La vie en rose | Toulouse

Toulouse is constructed from pink bricks that glow in this sunny corner of south-west France

The city is surrounded on all sides by water
The city is surrounded on all sides by water

Why go? 

Known as “la ville rose” life is rosy in Toulouse. The city is constructed from pink bricks that glow in this sunny corner of south-west France. Surrounded on all sides by water, the city’s cobbled streets weave their way down to the River Garonne where locals sun themselves in summer. Despite being France’s fourth largest city, Toulouse has the feeling of an overgrown village with sausages sizzling on street corners and the best cassoulet and foie gras served in every café. 

What to do? 

For a cultural fix visit Basilique Saint-Sernin, the largest surviving Romanesque church in the world. Built in the 11th and 12th centuries, it was an essential stopping point on the Santiago de Compostela pilgrimage route. A typically Romanesque church the bell tower had two levels added when a neighbouring church built a tower taller than the one at Basilique Saint Sernin. The extra two levels, built in a different era, were built in Gothic style. Inside lies the tomb of St Saturnin (Sernin), whose act of martyrdom was to be tied to a bull and dragged through the streets. 

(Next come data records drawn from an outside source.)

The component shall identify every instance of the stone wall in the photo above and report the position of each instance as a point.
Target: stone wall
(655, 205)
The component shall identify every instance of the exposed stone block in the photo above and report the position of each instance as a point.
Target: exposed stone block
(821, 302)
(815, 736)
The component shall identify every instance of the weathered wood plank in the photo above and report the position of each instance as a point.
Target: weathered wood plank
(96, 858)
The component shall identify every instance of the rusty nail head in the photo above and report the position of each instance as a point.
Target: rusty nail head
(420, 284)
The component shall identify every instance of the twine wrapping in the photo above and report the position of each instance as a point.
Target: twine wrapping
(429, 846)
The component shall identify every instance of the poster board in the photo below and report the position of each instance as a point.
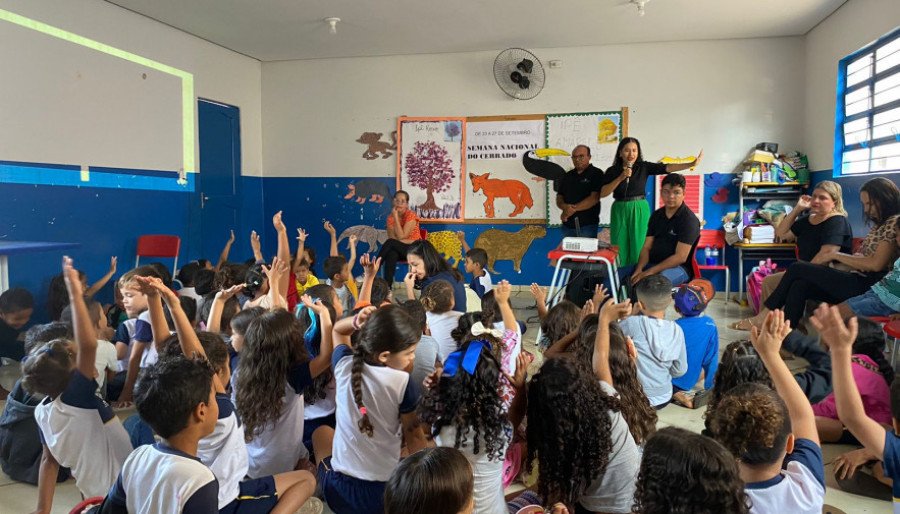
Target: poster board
(601, 131)
(431, 166)
(498, 190)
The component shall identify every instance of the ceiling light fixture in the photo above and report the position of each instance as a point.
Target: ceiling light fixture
(332, 24)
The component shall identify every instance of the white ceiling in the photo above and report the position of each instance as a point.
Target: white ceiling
(274, 30)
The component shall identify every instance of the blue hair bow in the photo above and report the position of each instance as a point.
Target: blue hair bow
(468, 360)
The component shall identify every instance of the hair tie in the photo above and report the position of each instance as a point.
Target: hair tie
(478, 329)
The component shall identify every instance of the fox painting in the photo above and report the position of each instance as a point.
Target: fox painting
(517, 192)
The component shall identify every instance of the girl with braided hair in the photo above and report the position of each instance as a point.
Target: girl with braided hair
(465, 411)
(376, 404)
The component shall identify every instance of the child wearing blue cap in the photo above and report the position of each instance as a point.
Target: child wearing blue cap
(701, 339)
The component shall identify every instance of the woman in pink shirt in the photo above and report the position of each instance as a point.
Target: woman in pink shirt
(873, 375)
(403, 229)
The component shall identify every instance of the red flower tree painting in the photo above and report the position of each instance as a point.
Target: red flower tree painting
(428, 167)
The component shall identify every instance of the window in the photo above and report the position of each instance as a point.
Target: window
(867, 114)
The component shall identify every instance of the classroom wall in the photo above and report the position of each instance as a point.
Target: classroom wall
(854, 25)
(44, 200)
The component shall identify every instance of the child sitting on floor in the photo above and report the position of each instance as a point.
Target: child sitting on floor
(701, 339)
(662, 354)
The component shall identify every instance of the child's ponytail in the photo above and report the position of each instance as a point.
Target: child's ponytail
(365, 426)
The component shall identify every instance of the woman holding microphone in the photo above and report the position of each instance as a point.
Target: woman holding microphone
(626, 180)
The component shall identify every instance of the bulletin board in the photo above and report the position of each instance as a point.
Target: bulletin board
(601, 131)
(431, 166)
(498, 190)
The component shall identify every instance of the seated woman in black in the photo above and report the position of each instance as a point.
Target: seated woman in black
(839, 275)
(426, 266)
(818, 224)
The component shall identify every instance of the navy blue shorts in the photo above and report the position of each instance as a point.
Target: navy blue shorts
(256, 496)
(348, 495)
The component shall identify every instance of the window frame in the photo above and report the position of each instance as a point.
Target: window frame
(840, 146)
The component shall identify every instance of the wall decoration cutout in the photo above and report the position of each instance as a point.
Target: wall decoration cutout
(375, 146)
(447, 243)
(431, 166)
(365, 234)
(601, 131)
(499, 191)
(368, 190)
(501, 245)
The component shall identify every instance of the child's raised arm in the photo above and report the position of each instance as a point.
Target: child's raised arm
(214, 321)
(767, 341)
(85, 337)
(370, 271)
(284, 253)
(321, 362)
(609, 313)
(223, 257)
(98, 285)
(501, 294)
(839, 338)
(301, 245)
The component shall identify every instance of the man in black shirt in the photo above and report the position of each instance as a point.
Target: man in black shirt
(672, 235)
(578, 195)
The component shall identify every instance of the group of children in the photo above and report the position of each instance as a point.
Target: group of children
(260, 389)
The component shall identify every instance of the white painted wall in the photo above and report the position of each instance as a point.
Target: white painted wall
(723, 96)
(219, 75)
(853, 26)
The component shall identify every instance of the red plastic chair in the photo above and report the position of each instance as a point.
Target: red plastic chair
(158, 246)
(714, 238)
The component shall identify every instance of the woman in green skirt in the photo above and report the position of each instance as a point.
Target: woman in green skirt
(626, 180)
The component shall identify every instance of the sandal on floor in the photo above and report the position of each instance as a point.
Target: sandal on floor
(744, 325)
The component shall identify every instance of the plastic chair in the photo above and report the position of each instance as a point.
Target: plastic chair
(714, 238)
(158, 246)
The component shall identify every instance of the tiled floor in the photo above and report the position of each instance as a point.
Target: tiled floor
(18, 498)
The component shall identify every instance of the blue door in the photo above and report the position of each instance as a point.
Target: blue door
(219, 194)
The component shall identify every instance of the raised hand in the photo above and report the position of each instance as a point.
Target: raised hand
(768, 338)
(277, 223)
(832, 330)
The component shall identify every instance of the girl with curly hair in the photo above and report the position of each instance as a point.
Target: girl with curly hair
(634, 405)
(376, 409)
(586, 457)
(318, 397)
(740, 364)
(773, 434)
(684, 472)
(274, 371)
(465, 411)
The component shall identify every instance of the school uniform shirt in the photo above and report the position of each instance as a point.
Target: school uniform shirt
(637, 184)
(84, 435)
(614, 491)
(810, 238)
(798, 489)
(106, 359)
(387, 393)
(891, 460)
(488, 473)
(662, 354)
(701, 339)
(158, 478)
(459, 289)
(482, 285)
(682, 227)
(575, 187)
(224, 452)
(279, 447)
(441, 325)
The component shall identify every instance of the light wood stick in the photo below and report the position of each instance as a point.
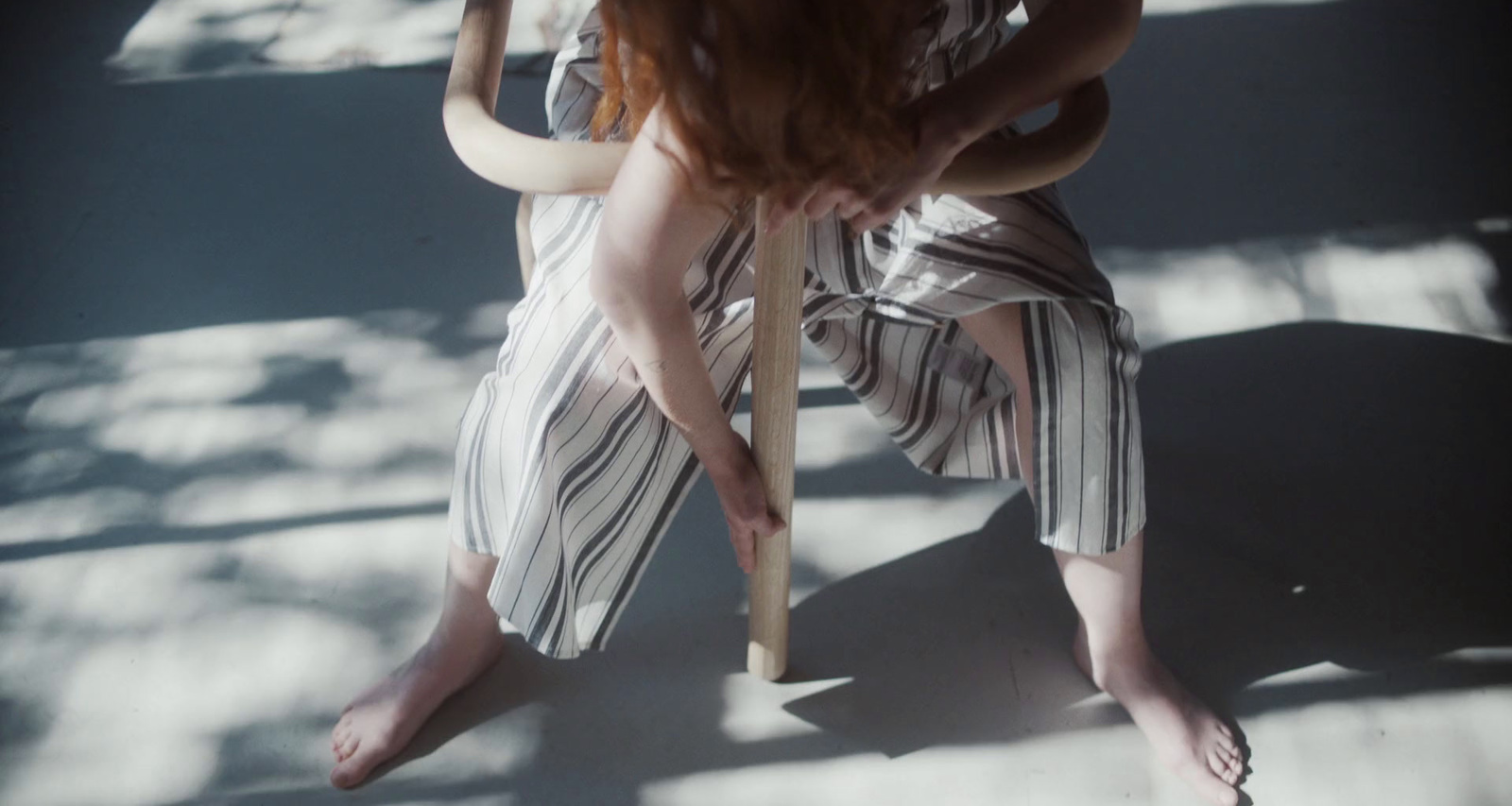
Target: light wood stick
(775, 425)
(537, 165)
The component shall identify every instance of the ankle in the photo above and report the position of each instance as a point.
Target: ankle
(1116, 661)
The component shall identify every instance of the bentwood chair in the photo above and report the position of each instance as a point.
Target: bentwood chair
(536, 165)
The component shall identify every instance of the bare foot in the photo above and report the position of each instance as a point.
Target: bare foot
(1186, 735)
(383, 720)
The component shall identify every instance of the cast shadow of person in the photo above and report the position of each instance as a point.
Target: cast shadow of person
(1317, 493)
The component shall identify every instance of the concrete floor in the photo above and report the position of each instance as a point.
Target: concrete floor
(239, 319)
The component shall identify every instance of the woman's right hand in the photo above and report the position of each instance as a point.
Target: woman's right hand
(743, 496)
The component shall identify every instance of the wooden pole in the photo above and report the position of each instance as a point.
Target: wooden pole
(775, 425)
(537, 165)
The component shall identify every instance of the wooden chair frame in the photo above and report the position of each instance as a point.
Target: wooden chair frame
(537, 165)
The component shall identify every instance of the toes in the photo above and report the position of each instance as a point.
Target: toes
(1211, 786)
(1217, 763)
(347, 747)
(355, 767)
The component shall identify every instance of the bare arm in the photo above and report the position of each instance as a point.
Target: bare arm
(649, 234)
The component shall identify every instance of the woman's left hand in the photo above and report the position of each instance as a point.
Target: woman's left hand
(939, 143)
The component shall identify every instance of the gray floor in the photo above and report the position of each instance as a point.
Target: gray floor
(239, 319)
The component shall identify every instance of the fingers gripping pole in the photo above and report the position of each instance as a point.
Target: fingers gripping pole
(775, 420)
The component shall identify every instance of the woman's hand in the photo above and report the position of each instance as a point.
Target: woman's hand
(941, 138)
(743, 496)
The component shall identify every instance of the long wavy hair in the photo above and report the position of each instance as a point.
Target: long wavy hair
(767, 95)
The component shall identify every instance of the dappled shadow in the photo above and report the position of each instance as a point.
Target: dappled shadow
(1322, 498)
(1332, 525)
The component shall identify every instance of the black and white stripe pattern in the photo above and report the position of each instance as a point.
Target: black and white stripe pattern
(569, 472)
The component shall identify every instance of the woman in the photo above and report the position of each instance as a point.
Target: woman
(975, 330)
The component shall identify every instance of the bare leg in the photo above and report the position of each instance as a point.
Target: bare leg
(466, 642)
(1110, 644)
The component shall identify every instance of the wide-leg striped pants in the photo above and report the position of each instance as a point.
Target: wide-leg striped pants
(571, 475)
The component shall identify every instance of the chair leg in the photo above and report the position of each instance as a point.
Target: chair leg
(775, 420)
(522, 239)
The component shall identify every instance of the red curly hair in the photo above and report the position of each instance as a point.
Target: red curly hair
(768, 95)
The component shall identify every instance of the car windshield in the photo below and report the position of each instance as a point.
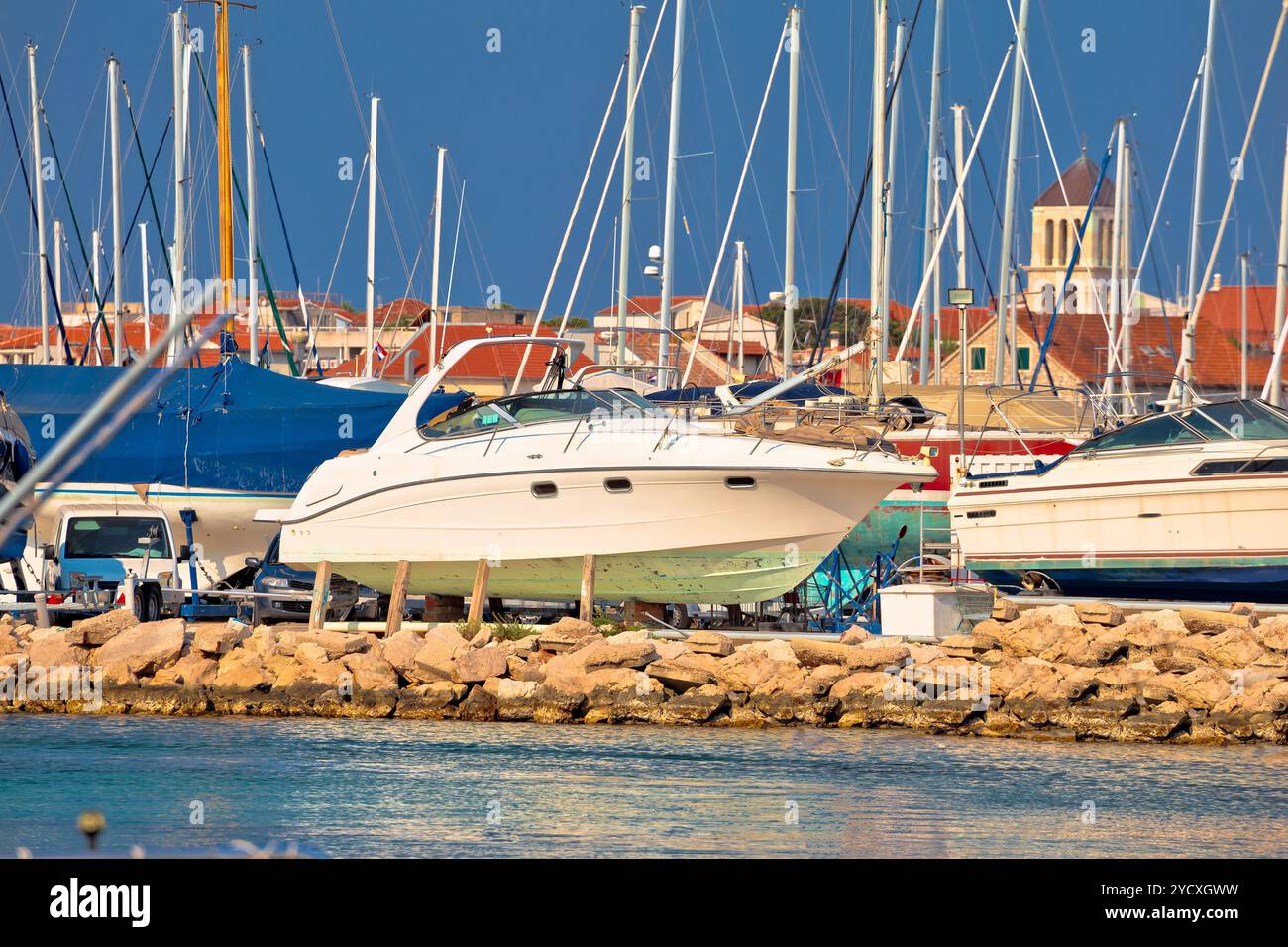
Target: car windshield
(469, 420)
(115, 538)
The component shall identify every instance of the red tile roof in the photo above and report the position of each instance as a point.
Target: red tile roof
(1080, 180)
(651, 305)
(500, 363)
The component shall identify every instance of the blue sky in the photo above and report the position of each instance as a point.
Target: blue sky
(519, 124)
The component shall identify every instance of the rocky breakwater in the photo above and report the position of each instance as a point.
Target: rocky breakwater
(1046, 673)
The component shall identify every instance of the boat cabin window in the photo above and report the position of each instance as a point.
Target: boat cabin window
(1150, 432)
(115, 538)
(1237, 420)
(552, 406)
(469, 420)
(1263, 466)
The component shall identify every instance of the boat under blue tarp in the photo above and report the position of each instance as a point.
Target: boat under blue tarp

The grandeur of Saint Sernin is amplified by the simplicity of the Jacobin Convent. The Dominicans built the church in the 13th and 14th century to show that a place of worship need not be extravagant, and used a simple double-nave structure. The brick building is built in Southern France Gothic style with red bricks and stained glass windows. The palm tree – the most famous ribbed vaults in the church are reflected in a mirror at the foot of the column, making visitors feel like they are looking into an empty swimming pool. 

The Place du Capitole is the heart of the city. Its square is dominated by the city hall, displaying in its grand chambers paintings by Toulouse-born artist Henri Martin. The square is often the site of exhibitions and youngster gathering for demonstrations. Surrounded by trendy cafes, this is a great spot to sit and grab a coffee and watch the world go by. Explore the boulevards that snake out from the square and wander towards the river. 

Hire a bike and cycle through the city’s cycle points and along the Garonne banks lined with food, art and craft stalls at the weekend.

The Pont Neuf links the two banks of the river. The oldest bridge in Toulouse, built in the 16th century, has remained erect through some of Toulouse’s worst floods due to large overflow holes that remove pressure from the bridge when the Garonne is swollen. 

Getting there

Air France and Air Malta operate regular services between Malta and Toulouse. Flights departing from Malta on 24 August and returning on 31 August on Air France were priced at €632.15 including tax, while flight on the same dates on Air Malta were priced at €406.31.